Silica deposition on the benchmark aqueous phase reforming (APR) catalyst Pt/γ-Al₂O₃ is studied to prevent or limit hydrolytic attack of the support under hydrothermal APR conditions, for which boehmite formation by support hydration is a known cause for catalyst deactivation. Tetraethyl orthosilicate (TEOS) is employed as a silicon source in a straightforward liquid-phase, silylation process followed by catalyst calcination and reduction. Characterization by X-ray diffraction, temperature-programmed desorption of NH₃, infrared, ²⁷Al nuclear magnetic resonance and X-ray photoelectron spectroscopy of the fresh catalysts suggests that silica addition occurs preferentially on the support surface, resulting in weak Brønsted acid sites as well as in the formation of Si-O-Al linkages at the expense of specific surface Lewis acid sites. Silylation and calcination of Pt/γ-Al₂O₃ causes partial blockage of the metal surface area (12% loss), whereas γ-Al₂O₃ surface silica modification prior to Pt deposition makes controlled metal deposition difficult. Catalytic performance tests show the overcoated samples to be active in the APR of 5 wt% glycerol, albeit with lower H₂ production rates compared to the benchmark catalyst. Characterization of spent APR catalysts clearly demonstrates that silylation/calcination treatments effectively slows down the transformation of the γ-Al₂O₃ support due to the formation of a Si-O-Al interface. Overall, the lifetime of the catalyst is increased three-fold as a result of the surface overcoating treatment, with repetitive recycling ultimately leading to loss of the protective silica layer.

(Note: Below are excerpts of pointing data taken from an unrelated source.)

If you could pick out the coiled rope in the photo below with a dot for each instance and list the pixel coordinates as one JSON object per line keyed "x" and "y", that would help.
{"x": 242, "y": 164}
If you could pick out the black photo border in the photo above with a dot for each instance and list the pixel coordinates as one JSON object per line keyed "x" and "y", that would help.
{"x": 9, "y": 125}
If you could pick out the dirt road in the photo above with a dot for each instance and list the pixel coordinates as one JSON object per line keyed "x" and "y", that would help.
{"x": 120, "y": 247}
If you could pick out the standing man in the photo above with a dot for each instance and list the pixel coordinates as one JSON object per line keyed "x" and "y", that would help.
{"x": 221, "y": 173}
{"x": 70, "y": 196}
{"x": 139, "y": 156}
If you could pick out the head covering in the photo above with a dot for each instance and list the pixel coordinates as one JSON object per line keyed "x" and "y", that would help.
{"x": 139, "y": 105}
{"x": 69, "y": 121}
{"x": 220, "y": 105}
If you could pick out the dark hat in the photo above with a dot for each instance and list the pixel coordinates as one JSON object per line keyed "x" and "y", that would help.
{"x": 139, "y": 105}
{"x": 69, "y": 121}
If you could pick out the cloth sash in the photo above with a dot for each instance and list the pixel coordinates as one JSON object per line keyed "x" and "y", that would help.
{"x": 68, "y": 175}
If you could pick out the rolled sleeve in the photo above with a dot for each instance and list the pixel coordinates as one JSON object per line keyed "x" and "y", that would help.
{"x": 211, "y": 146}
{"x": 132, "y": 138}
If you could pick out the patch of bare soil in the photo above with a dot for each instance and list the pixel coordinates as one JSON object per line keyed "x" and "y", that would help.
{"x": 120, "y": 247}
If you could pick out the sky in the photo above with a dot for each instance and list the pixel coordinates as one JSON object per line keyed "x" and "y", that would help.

基准的水相二氧化硅沉积重整（APR）催化剂的Pt /γ-Al系₂ ö ₃进行了研究，以防止或热液APR条件下支持，为此，勃姆石的形成通过支持水合为催化剂失活一个已知原因的限制水解攻击。正硅酸四乙酯（TEOS）在直接的液相甲硅烷基化过程中用作硅源，然后进行催化剂煅烧和还原。通过X射线衍射，NH ₃的程序升温脱附，红外，²⁷表征新鲜催化剂的Al核磁共振和X射线光电子能谱表明，二氧化硅的添加优先发生在载体表面上，导致弱的布朗斯台德酸位以及形成Si-O-Al键，但以特定的表面为代价路易斯酸位点。甲硅烷基化和Pt的煅烧/γ-Al系₂ ö ₃使金属表面积（12％的损失）的部分堵塞，而在γ-Al ₂ ö ₃表面的二氧化硅改性之前的Pt沉积使得控制金属沉积困难。催化性能测试表明，尽管H ₂含量较低，但包覆涂层的样品在5 wt％甘油的APR中仍具有活性生产率与基准催化剂相比。废催化剂四月表征清楚地表明，甲硅烷基化/煅烧处理有效地将γ-Al的转化变慢₂ ö ₃支持由于在Si-O-A1接口的形成。总体而言，由于表面重涂处理，催化剂的寿命增加了三倍，重复循环最终导致保护性二氧化硅层的损失。